Jersey, as its lead author was near verbatim to a draft written by the company DesignWrite, the same firm involved in the Sherwin article.

Bachmann told the New York Times:“This is my work, this is what I believe, this is reflective of my view.”

Pharmaceutical critic David Healy, a psychiatry professor at Bangor University in the UK, has been warning of ghost-written articles for years. Healy said the practice was so pervasive he estimated almost all articles linked to an on-patent pharmaceutical were likely to be ghost-written and he has warned journal editors of certain articles that have passed his desk.

“Despite being told the article is ghost-written, the journal published and didn’t ask the company to make the data available,” Healy said, alluding to his call for raw data to be made available from trials which would help ghostwriters more accurately portray the drug.

Healy has criticised the heavy use by the pharmaceuticals of paid university-based consultants and the burying of negative data.
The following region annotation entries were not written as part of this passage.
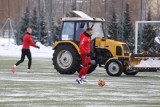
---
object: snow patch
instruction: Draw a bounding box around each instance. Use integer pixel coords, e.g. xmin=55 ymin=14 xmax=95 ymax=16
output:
xmin=135 ymin=58 xmax=160 ymax=68
xmin=0 ymin=38 xmax=54 ymax=58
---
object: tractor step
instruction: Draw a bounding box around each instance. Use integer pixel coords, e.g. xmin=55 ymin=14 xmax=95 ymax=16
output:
xmin=132 ymin=54 xmax=160 ymax=58
xmin=130 ymin=67 xmax=160 ymax=72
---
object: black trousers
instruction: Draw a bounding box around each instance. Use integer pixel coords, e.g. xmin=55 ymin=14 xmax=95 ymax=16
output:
xmin=16 ymin=49 xmax=32 ymax=69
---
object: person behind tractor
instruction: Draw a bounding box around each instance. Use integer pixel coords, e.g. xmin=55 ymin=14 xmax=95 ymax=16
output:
xmin=76 ymin=28 xmax=93 ymax=84
xmin=12 ymin=28 xmax=40 ymax=73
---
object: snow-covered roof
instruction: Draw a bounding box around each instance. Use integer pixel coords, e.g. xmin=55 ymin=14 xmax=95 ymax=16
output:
xmin=62 ymin=11 xmax=105 ymax=22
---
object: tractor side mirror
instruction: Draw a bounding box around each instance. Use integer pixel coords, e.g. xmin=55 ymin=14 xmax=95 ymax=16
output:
xmin=80 ymin=22 xmax=85 ymax=28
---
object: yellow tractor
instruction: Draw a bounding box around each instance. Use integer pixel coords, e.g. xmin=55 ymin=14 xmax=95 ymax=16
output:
xmin=52 ymin=11 xmax=137 ymax=76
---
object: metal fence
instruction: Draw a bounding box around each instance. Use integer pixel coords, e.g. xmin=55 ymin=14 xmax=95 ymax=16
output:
xmin=0 ymin=0 xmax=160 ymax=46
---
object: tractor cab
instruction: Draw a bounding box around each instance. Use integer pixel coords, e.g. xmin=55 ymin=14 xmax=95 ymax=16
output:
xmin=60 ymin=11 xmax=105 ymax=44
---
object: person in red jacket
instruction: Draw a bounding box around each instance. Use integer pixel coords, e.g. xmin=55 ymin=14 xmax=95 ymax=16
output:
xmin=12 ymin=28 xmax=40 ymax=73
xmin=76 ymin=28 xmax=93 ymax=84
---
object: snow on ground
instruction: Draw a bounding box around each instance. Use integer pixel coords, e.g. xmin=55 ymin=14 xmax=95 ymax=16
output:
xmin=136 ymin=58 xmax=160 ymax=68
xmin=0 ymin=38 xmax=53 ymax=58
xmin=0 ymin=57 xmax=160 ymax=107
xmin=0 ymin=38 xmax=160 ymax=67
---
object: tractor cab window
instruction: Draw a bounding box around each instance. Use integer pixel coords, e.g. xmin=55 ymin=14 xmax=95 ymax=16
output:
xmin=62 ymin=22 xmax=74 ymax=40
xmin=89 ymin=22 xmax=104 ymax=39
xmin=75 ymin=22 xmax=87 ymax=41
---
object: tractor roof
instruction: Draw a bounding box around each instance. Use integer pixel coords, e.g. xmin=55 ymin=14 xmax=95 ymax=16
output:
xmin=62 ymin=11 xmax=105 ymax=22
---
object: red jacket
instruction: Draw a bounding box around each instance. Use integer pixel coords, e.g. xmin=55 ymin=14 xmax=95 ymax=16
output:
xmin=79 ymin=32 xmax=91 ymax=55
xmin=22 ymin=33 xmax=37 ymax=49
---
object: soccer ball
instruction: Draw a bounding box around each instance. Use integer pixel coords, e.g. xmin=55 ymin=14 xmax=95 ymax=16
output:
xmin=98 ymin=80 xmax=106 ymax=87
He said the practice of using ghost-writers was starting to emerge as an issue that threatened the reputations of universities.

“The issue has crept up on people so universities may get their act together in due course. They have been prepared to accept some hits to their credibility in return for the money and influence, but if it becomes clear their credibility is suffering too badly this will change. Up until now it’s been win-win. It will be interesting to see if things change.”